We can also identify some shared and dataset-specific markers for each factor and plot them to help in cluster annotation. This information can aid in finding cell-type specific dataset differences. We can return these in table format with getFactorMarkers
, though an easy way to visualize these markers (and distribution of factor loadings) is with the package’s plotWordClouds
function. Here we can notice that in the plot of factor 9, which seems to correspond to the NK cell cluster, one of the most highly-loading dataset-specific markers is CD16 (FCGR3A).

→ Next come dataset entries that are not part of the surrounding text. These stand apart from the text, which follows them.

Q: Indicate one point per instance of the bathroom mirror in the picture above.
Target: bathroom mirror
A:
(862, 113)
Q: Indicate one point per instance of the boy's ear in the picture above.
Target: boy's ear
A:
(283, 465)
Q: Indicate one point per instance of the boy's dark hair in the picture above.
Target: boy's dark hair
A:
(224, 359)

# This function uses the V loadings to identify dataset-specific genes and a combination of the W
# and V loadings to identify shared markers
markers <- getFactorMarkers(a.pbmc, dataset1='tenx', dataset2='seqwell', num.genes = 10)

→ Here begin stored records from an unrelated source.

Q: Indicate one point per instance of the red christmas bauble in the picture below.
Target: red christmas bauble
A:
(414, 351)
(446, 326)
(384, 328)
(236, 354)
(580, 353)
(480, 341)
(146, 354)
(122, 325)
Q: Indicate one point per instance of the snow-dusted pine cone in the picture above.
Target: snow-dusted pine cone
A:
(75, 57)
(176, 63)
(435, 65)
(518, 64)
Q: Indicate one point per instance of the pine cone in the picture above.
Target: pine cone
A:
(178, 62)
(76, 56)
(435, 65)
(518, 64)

# The first three elements in this list are the dataset1-specific, shared, and dataset2-specific
# markers respectively
# Let's take a look at factor 9
head(markers$tenx[markers$tenx$factor_num == 9, ])
## factor_num gene counts1 counts2 fracs1 fracs2 log2fc
## FCGR3A 9 FCGR3A 311 270.2475 0.8253968 0.17889908 3.369360
## RAMP1 9 RAMP1 38 105.1376 0.2301587 0.06422018 1.739324
## CD63 9 CD63 227 850.0802 0.7222222 0.43119266 1.239062
## CCL4 9 CCL4 486 950.6504 0.6904762 0.31192661 2.195697
## LAMP1 9 LAMP1 76 286.2575 0.4523810 0.17889908 1.282764
## ITGB2 9 ITGB2 278 712.4125 0.8253968 0.36697248 1.793409
## p_value
## FCGR3A 8.306949e-37
## RAMP1 1.043517e-05
## CD63 2.896254e-10
## CCL4 2.117245e-14
## LAMP1 8.163031e-08
## ITGB2 2.078076e-19
# Show top 10 highly loading dataset specific and shared genes
# Prevent text progress bar from printing
word_clouds <- plotWordClouds(a.pbmc, num.genes = 10, do.spec.plot = F, return.plots = T)
print(word_clouds[[9]])
A related type of visualization is a gene loadings plot, which may allow for easier comparison of the most highly-loading genes:
# Show top 10 highly loading dataset specific and shared genes
# with plots of gene loading values
gene_loadings <- plotGeneLoadings(a.pbmc, num.genes = 10, do.spec.plot = F, return.plots = T)
print(gene_loadings[[9]])
We can now plot this gene to better observe finer-grained dataset specific differences.
p_g2 <- plotGene(a.pbmc, 'FCGR3A', return.plots = T)
plot_grid(plotlist = p_g2)
Note that with these plots, we can confirm that the NK cluster in the seqwell dataset does not seem to express CD16 as highly as that from the 10X dataset (although as expected many of the myeloid cells express this marker). This might suggest some additional cytokine activation in the 10X patient.